Passato di sprechi e futuro da inventare

L’odissea della Tirrenia potrebbe trovare il suo ultimo porto al Tribunale fallimentare. Mercoledì avrebbe dovuto essere siglata la «quasi privatizzazione» della problematica compagnia di navigazione alla holding Mediterranea (che vede come azionista di riferimento la Regione Sicilia), ma all’ultimo è stato chiesto un rinvio per «definire prima l’accordo con le controparti finanziarie di Tirrenia e Siremar» e si è quindi aperta la porta al commissariamento e all’istanza d’insolvenza.

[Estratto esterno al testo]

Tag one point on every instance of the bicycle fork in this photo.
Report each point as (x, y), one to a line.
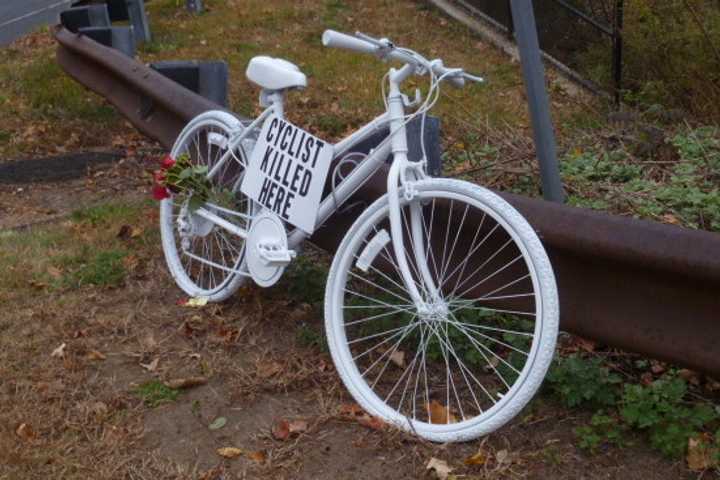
(429, 302)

Forse è meglio così, dato che nella procedura di cessione dei traghetti di Stato le ombre non mancavano.
Facciamo un passo indietro: la Tirrenia, forse più di Alitalia, rappresenta un esempio delle assurdità che hanno caratterizzato alcune partecipazioni statali negli ultimi decenni. Gestita sin dagli anni ’80 dal più fenomenale tra i boiardi di Stato, tale Franco Pecorini, Gentiluomo di sua Santità, che ha seppellito quasi 20 governi di qualsiasi colore rimanendo sempre saldissimo al timone dei «suoi» traghetti. I risultati sono palesi; difficile dire quanti denari pubblici si sia mangiata la Tirrenia in questi anni, ma è probabile che non si vada troppo lontano dai 2 miliardi, cifra con cui si potrebbe comprare 10 volte l’altra grande compagnia del Mediterraneo, la greca Minoan Lines. Anche senza voler infierire con i finanziamenti a fondo perduto, vanno ricordate come «medaglie» alcune scelte manageriali che hanno dell’incredibile: basti pensare alla disavventura dei traghetti veloci. L’idea accendeva la fantasia, si sarebbero potuti dimezzare i tempi di traversata per la Sardegna viaggiando su una specie di gigantesco motoscafo con auto al seguito, utilizzando lo stesso tipo di propulsione con cui il prototipo «Destriero» conquistò il Nastro Azzurro per la più veloce traversata dell’Atlantico. Andò malissimo. I primi due esemplari avevano il «piccolo» difetto di non poter navigare in modo tollerabile con il mare mosso e vennero rapidamente messi in soffitta; gli altri quattro, le più grandi navi veloci del mondo, battezzati con i più aggressivi nomi latini delle costellazioni, avevano lo sgradevole difetto di consumare un oceano di carburante: al minuto circa sette volte di più di un traghetto normale, si andava verso i 100mila litri di gasolio per ogni traversata (sola andata). Il risultato è che i traghetti superveloci, costati 55 milioni ciascuno, sono sparsi ad arrugginire in vari porti con il contribuente che ne paga graziosamente l’ormeggio, l’assicurazione e un mini equipaggio che ci sverna sopra e periodicamente li riavvia. Intanto i passeggeri sono costretti a utilizzare capolavori come le vecchie navi della serie «strade romane» che vanno per i 30 anni e che in alcuni casi hanno subito esperimenti degni di Frankenstein, con ponti rialzati e controcarene aggiunte perché la modifica ne aveva compromesso la stabilità. Una di queste navi, la Clodia, ieri si è distinta per aver lasciato sotto il sole 3mila persone a Civitavecchia a causa di un guasto.
Certo, a voler guardare il mondo con gli occhialini rosa, si potrebbe dire che l’Alitalia e le Fs non hanno in passato tratto grande giovamento dalla rotazione dei vertici, e l’inamovibilità del vertice Tirrenia almeno ci ha risparmiato le buonuscite milionarie che andavano tanto di moda nelle altre disastrate aziende statali. Si potrebbe anche dire che gli esperimenti navali sballati furono commissionati a Fincantieri e che, quindi, lo Stato in parte fagocitava con la sinistra quello che sprecava con la destra, il tutto condito con le solite scuse del «territorio disagiato» e della salita imprevista del petrolio, tuttavia non si tratta certo di una storia di cui andare fieri. Se il passato, però, è stato oscuro, il futuro non si prospetta luminoso: la proposta di Mediterranea Holding non è ancora ufficialmente tramontata, ma come sia possibile che la Regione Sicilia abbia le carte in regola e la tradizione di rigore per risanare una compagnia affossata dagli sprechi è un mistero.


Certo, spinti dall’Europa bisognava venire a una soluzione e altri acquirenti non ne sono saltati fuori nonostante una dote principesca (1,4 miliardi!) di aiuti di Stato, ma sarebbe meglio essere sicuri che anche in questo caso i compratori non stiano pensando a mangiare la torta, puntando poi a lasciare il conto sul solito tavolo. Magari il rinvio e il successivo commissariamento possono essere una buona occasione per controllare anche le virgole.